Günstige Prozessoren im Test
Quelle: Bild: PCGH
Abseits der bekannten Core-2-Duo- und Athlon-64-Prozessoren unterhalten Intel und AMD jeweils eine eigene Reihe mit Billig-Prozessoren. Und die sind, wie der Name schon sagt, vor allem eines: billig. Intel bietet den Celeron ab zirka 25 Euro an, AMD will für niedrig getaktete Sempron-Modelle ebenfalls knapp 25 Euro. PCGH hat die jüngsten Modelle beider Firmen verglichen.

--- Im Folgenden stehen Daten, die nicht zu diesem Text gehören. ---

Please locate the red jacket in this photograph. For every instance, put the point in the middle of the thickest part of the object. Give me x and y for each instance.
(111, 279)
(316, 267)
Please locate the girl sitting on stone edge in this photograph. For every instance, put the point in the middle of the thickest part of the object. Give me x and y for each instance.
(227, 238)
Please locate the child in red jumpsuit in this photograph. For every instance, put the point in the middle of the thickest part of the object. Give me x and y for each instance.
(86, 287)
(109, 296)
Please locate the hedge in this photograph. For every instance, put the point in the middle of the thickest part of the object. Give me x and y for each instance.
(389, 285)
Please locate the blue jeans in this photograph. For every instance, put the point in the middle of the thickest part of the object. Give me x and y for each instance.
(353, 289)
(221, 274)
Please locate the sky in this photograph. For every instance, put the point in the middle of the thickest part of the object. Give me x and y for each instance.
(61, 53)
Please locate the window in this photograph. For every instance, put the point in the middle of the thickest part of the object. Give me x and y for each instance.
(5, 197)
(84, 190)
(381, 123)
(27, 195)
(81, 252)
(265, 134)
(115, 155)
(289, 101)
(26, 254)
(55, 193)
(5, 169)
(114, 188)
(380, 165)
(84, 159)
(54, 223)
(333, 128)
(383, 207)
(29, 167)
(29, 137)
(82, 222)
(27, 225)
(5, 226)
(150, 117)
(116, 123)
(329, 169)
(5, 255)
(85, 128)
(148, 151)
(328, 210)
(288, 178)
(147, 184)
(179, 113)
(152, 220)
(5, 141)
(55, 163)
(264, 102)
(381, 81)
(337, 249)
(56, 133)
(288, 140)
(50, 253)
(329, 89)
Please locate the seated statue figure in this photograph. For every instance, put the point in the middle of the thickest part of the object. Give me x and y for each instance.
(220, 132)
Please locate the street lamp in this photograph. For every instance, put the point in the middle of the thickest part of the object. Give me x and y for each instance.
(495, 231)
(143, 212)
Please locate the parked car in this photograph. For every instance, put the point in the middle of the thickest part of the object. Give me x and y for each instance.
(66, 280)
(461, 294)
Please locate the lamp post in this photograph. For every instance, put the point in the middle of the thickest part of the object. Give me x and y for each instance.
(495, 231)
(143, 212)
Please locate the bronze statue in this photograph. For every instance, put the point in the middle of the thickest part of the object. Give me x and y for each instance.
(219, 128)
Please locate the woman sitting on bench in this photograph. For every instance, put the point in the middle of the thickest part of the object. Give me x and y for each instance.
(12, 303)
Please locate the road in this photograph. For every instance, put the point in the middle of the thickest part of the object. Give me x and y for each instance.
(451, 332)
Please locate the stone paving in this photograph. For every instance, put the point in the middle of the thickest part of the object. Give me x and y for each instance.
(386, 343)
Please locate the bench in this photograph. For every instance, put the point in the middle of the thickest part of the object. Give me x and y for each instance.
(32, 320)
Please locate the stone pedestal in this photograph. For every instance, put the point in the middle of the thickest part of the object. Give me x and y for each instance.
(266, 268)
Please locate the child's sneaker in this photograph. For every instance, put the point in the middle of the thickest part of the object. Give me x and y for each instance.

Die billigsten Modelle beider Reihen (Sempron 2600+ mit 1,6 GHz, Celeron 336 mit 2,8 GHz) erreichen eine recht brauchbare Leistung bei Office-Anwendungen. Features wie ein zweiter Kern, viel Cache oder ein schneller Frontside-Bus sind natürlich nicht drin - dafür kosten die Chips aber auch nicht viel mehr als ein CPU-Kühler.
Sempron-Varianten
Quelle: Quelle: PCGH
Wer einen Sempron kaufen will, hat die Wahl zwischen Modellen für den Sockel 754 und den Sockel AM2 - Billig-Prozessoren für den Sockel 939 sind dagegen offiziell nicht verfügbar. Dennoch gab es Rechner mit solchen Prozessoren, im Handel oder auf Ebay sind diese aber heute kaum noch zu bekommen. Die Sempron-Modelle für den Sockel 754 basieren meist auf dem in 90-Nanometer-Technik gefertigten Palermo-Kern und haben eine TDP von 62 Watt. Interessanter sind die Modelle für den Sockel AM2, die zwar auch in 90-Nanometer-Technik produziert werden, von denen aber einige Modelle maximal 35 Watt TDP erzeugen. Die 65-Nanometer-Modelle auf Basis des Sparta-Kerns sollen im zweiten Quartal auf den Markt kommen und ebenfalls mit 35 Watt TDP auskommen - entsprechende Modelle waren bis Redaktionsschluss aber nicht verfügbar. Beachten Sie aber: Nicht alle Semprons beherrschen Cool'n'quiet und ältere Modelle sind nicht 64-Bit-tauglich.
Celeron-Varianten
Quelle: Quelle: PCGH
Intels aktuelle Celeron-Prozessoren erscheinen ausnahmslos für den Sockel 775, Vorsicht ist aber auch hier geboten: Fast alle Modelle basieren auf der ineffizienten Netburst-Architektur. Erst im Juni kommen Prozessoren mit Conroe-L-Kern auf Basis der Core-Architektur auf den Markt; wie unsere Vorab-Benchmarks zeigen, bieten diese eine durchwachsene Spieleleistung, gemessen am Preis ist sie aber in Ordnung. Unser Conroe-L verfügte zudem über 1 MByte L2-Cache, die Serienmodelle werden nur mit 512 kByte bestückt.
Fazit
Für einen halbwegs spieletauglichen Sempron oder Celeron sind rund 40 bis 50 Euro fällig - für 60 Euro gibt es aber bereits einen Athlon 64 X2 3600+, der über zwei Kerne verfügt und mit 65 Watt TDP auskommt. Ein Core 2 Duo E4300 ist bereits ab 95 Euro zu haben. Einzig die kommenden Conroe-L-Modelle (Celeron 4xx) bieten ein wenig mehr Leistung und sind daher eingeschränkt für Office-PCs zu empfehlen. Spieler sollten aber nach wie vor zu vollwertigen Prozessoren greifen.